3/16/2011

Sorria pra mim, Patti, como estou sorrindo pra você!

Fim de livro. Demorou, me enrolei, mas, enfim, virei a página e dei de cara com a última. E as palavras todas ficam pulando do peito, maiores e mais fortes do que eu e sei que vão ficar escapando assim de mim nesse dia e por um tempo. Cheias dos seus, dos deles – e dos meus significados, porque agora a história deles é também um pouco minha.
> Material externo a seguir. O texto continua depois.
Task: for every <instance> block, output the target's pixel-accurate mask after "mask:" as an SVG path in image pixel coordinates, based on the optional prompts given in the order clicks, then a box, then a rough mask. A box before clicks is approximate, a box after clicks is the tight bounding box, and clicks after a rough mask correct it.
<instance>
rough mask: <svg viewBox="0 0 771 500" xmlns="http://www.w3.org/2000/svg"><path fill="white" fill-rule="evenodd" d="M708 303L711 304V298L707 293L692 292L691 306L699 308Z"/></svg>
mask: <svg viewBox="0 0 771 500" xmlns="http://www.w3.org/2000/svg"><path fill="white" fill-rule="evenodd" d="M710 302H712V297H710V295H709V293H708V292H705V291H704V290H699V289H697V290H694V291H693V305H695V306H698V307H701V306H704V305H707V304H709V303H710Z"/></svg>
Eu sei que a gente sabe quando vive uma história especial, cheia desses significados mágicos que se guardam dentro da gente pra serem chamados sempre que preciso.
Era um livro pra ser lido em menos de sete dias. Mas levei alguns dias mais que os 30 de um mês. Eu sei porque. Não queria terminar essa história que nem conhecia e que é real. Patti Smith fez a mais linda “homenagem” que um amor pode querer: escreveu um livro contando sua história com o jovem fotógrafo e artista plástico Robert Mapplethorpe. É uma dessas histórias de sintonias espirituais, de laços que não se quebram ao invés disso se fortalecem, até com a separação de corpos. Duas almas que realmente são uma, com a força para viver cada um seu caminho estando sempre junto, até quando não estão.
Eu tava tão cheia desse amor lindo deles e por isso deixei pra terminar o livro de manhã. Alguns livros merecem o silêncio que acorda o dia para serem melhor degustados. Porque alguns livros merecem ser lidos de mente, olhos e corações descansados para que encontrem logo a porta do quarto que precisam abrir. É ali que estão as memórias que devem mexer. E é nas manhãs que tem-se a ilusão de que essas palavras vão ficar mais próximas e não se perder no som das cidades e dos trabalhos. Doce ilusão real.
É assim.
Mas agora, instantes depois da explosão de tudo – e do fim estampado embaixo da última linha, elas todas, as palavras que eu queria escrever, foram escapulindo, me deixando aqui só com essa sensação de fim, esse silêncio de gosto indecifrável. De vida que escapa entre os dedos, sem que eu tenha guardado pra mim a “escrivaninha” ou o radinho de pilha dele (s). Fica “só” a vida da gente misturada com a deles . De uma vida cheia de verdades, e sem disfarces – isso é o mais incrível. Até depois do fim.
Às vezes tenho medo do fim de um livro – o que será de mim depois dele? Nessas horas lembro de madrugadas distantes sobre os livros; de tardes no meio de livros e de manhãs amanhecidas com eles. Vai um tempo, depois disso, até que consiga pegar outro. E nesse tempo aquele livro fica pairando como uma canção em mim.
Só Garotos é um desses casos. Faz mais de uma semana já que o terminei e ele continua aqui. Ainda não consegui começar outro. Não achei aquele que deve vir agora. O livro de Patti Smith ainda está em mim e ele trouxe de volta aquela imagem linda dela cantando na Pedreira Paulo Leminski, bem ali, tão perto... (adriperin)

2 comentários:

Ivan disse...

ainda to lendo mas o livro é muito bom mesmo.

Simuniz disse...

Inspiradora como sempre. Já estou com vontade de ler até o fim.